В кабинете стало тихо, только из-за приоткрытой двери раздавался смех чертежниц. Ахуткин на цыпочках подошел к ней и прикрыл.

Старик заплакал. Слезы скапливались между красных безбровых век и неравномерно текли по морщинам.

– Я видел Его… – повторил он плачущим голосом. – Вы вще можете ражрушить, вще, вще!

– А… как это было? – робко спросил Ахуткин.

– Было, было… Вще было ощенью. Я, молодой подмаштерье, шел по Твершкой. Я жил на Кирочной и шел по Твершкой… И мне вдруг штрашно жахотелош шать…

– Э, что? – спросил Ахуткин.

– Шать, шшать! – закричал Жаножин. – Может человек жахотеть шшать или нет? И мне жахотелось. Вхожу, как шейчаш помню, дом вошемь… Шмотрю, кто-то шшыт рядом. Я и не понял – шшыт и шшыт. Вышли мы вмеште. У входа двое, в черных пальто. Один шпрашивает: «Ну что, товарищ Ленин, пошли?» И он отвечает, как шейчаш помню, вще помню! «Пошли, – говорит, – товарищи!» Э-э, да что там! – махнул Жаножин рукой, – доштукалиш, грамотные штали! Гараж штавите, о штариках не думаете! И руки не подам!

Жаножин ушел.

Архитекторы молча, не глядя друг на друга, посидели, затем Ахуткин включил репродуктор на полную громкость.

Встречи с доктором Капабланкой

Гаврилов, Анатолий Владимирович, в юности мечтал стать поэтом. А так как его юность совпала по времени с бурным, ослепительным движением «были-станем», то Гаврилов, посылая стихи, наивно прождал этого чуда до появления первого внука. Но никто ни разу не назвал его поэтом. В лучшем случае его называли «автор» и «Вы». А обычно «вы» было с маленькой буквы и обращались к нему так: «Уважаемый товарищ…», а слово «Гаврилов» вписывали ручкой.

Гаврилов думал, что никто из родственников и знакомых не догадывается о его переписке. Но он думал так, а не знал.
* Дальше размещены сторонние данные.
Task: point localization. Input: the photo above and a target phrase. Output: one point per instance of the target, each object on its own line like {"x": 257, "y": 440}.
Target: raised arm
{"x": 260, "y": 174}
Знал же точно, что и жена, и обе дочери, и подчиненные (он работал начальником участка малой механизации в УНР), и начальство (был к тому же пятнадцать предпенсионных лет неосвобожденным секретарем партбюро), и соседи по дому (письма в газеты по поводу протечек, траншей и т. п. изготавливал А.В. своими руками и его необыкновенно уважали за это. В соседнем подъезде жил знаменитый драматург и было так, после вселения, что часть дома качнулась в его сторону, но об этом – потом, после), и даже люди в метро и в командировках, и даже за границей, вплоть до самых занятых, с одной стороны, ученых и самых, с другой стороны, не осведомленных африканских пигмеев знали о том, что он пишет. Потому что всякое написание ни о чем и ни из чего, как определял А.В. уже на склоне лет творческий процесс, тут же становилось известно всем людям. А выражалась эта связь следующим образом: как только творческий процесс набирал силу, все люди на земле чувствовали, как внутри них медленно, враскачку начинают придавливать некую юлу и, если хорошо этого слушаться… и так далее. А.В. мог бы многое рассказать по этому поводу, но ни с кем и ни за какие коврижки на этот счет он говорить не стал бы.